The Eager Analyst

View Original

Where’s your data from? - How tracking the lineage of data can add value to your analytics

Originally published on napes.co.uk

Provenance is an increasingly popular topic in the food industry as quality scandals and ethical sourcing of produce push their way to their way to the front pages of the press but have you considered how tracking the provenance of your data can add value to your data analytics?

Is the meat you're eating from the animal you expected? Are your potatoes more travelled than touring rock stars? We don't just demand to know more about the source of our food either, as is exemplified by the volume of nutritional information provided with each ready meal packet. We want to know its makeup, the processes the food has undergone, and how that might impact our health.

Without knowing the provenance of a product it would not be possible to manage the food supply chain so as to satisfy all of these informational labels - and given some of the latest scandals, some might say it still isn't managed well - but enough is recorded against each product to support the quality control process and provide customer information.

With a productionized process, data provenance can be carefully considered, designed and implemented into a robust solution too. In the realm of data this can be seen in well defined feed specifications, warehouses with data dictionaries and reporting schema and dimensions that track versions such that a report can be run both in the moment and looking back through time.

The landscape of data warehousing and data lineage is well studied and defined but it can take years to get right. The W3C recently ratified a standard for provenance representation named PROV which builds on semantic RDF models to annotate entities, their relationships to other entity instances and agents http://www.w3.org/TR/prov-overview/. This encapsulates one of the latest forays into categorizing information across the boundaries of systems and organizations.

But what happens when you’re not building a warehouse, but running an analytics team? And over the last few weeks you’ve extracted 50 copies of some dataset 20 different ways and are already on your 4th version of one of dozens of analyses you’re destined to produce? How do you keep track of each version? How do you explain the differences between versions to your clients, weeks after they were produced?

It's certainly a challenge and something that I've come up against many times in my career. Particularly as many of these projects had an element of regulatory reporting for which a degree of rigor and auditability is required. The teams on such projects are often dynamic, in size, pace and the composition of team members and as the analytics team grows, it becomes ever harder to track analyses, business requirements and track how the two have evolved together.

Guerilla Analytics is the field of research published by Enda Ridge and Edward Curry and something that I’ve written about before. However Enda has now published a companion book, Guerilla Analytics - A Practical Approach to Working With Data, and halfway through I’m already a convert to the mantra that provenance is everything.

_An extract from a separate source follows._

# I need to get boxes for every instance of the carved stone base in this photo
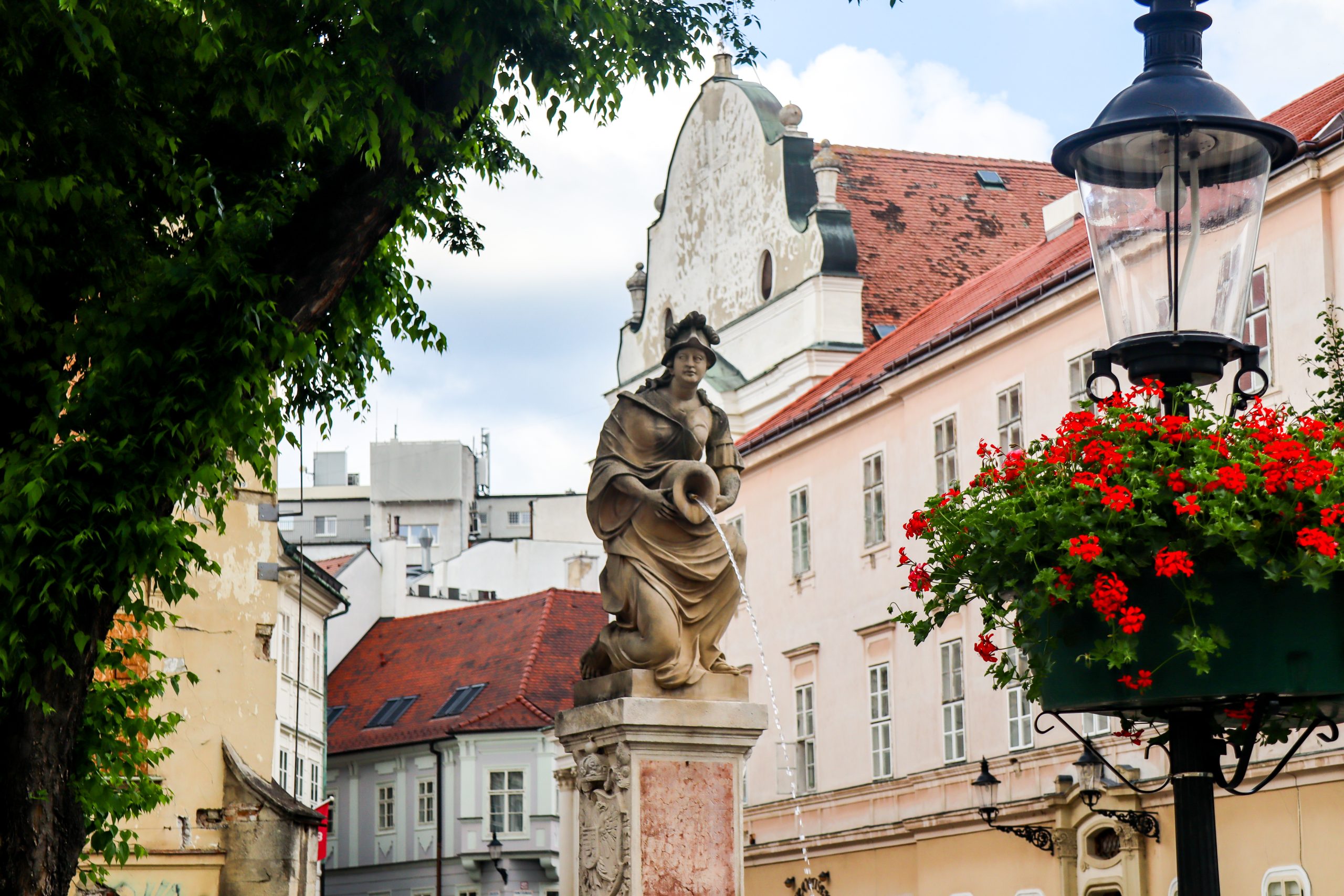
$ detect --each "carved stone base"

The book covers a number of data principles, risks and suggestions for managing them. However provenance sticks out as a simple keyword that can be used to help drive methodology and self-check that the approach undertaken is going to be a robust and reliable one. By placing emphasis on the organization and tagging of data, the book instills the values of Provenance. It's not enough simply to have a Provenance mantra, of course. The book promotes convention over configuration, outlining some ways in which these principles can be implemented while not relying on heavy documentation or industrial tooling and processes. For instance, aligning working papers and code with the development process, cataloguing data extracts, and versioning central repositories of data. These techniques don’t have to rely upon specialist technologies to support them either. File naming conventions and common work practices can go far in helping a team to track their data products.

Now working In the field of Internal Audit, the buzzword is always ‘reproducibility’ and so provenance is aligned with my current world-view - if you understand where something has come from and how it has come to where it is now, you should have a pretty good idea of how to reproduce it.

And if you know how to reproduce it, hopefully you have a starting point to understanding it too.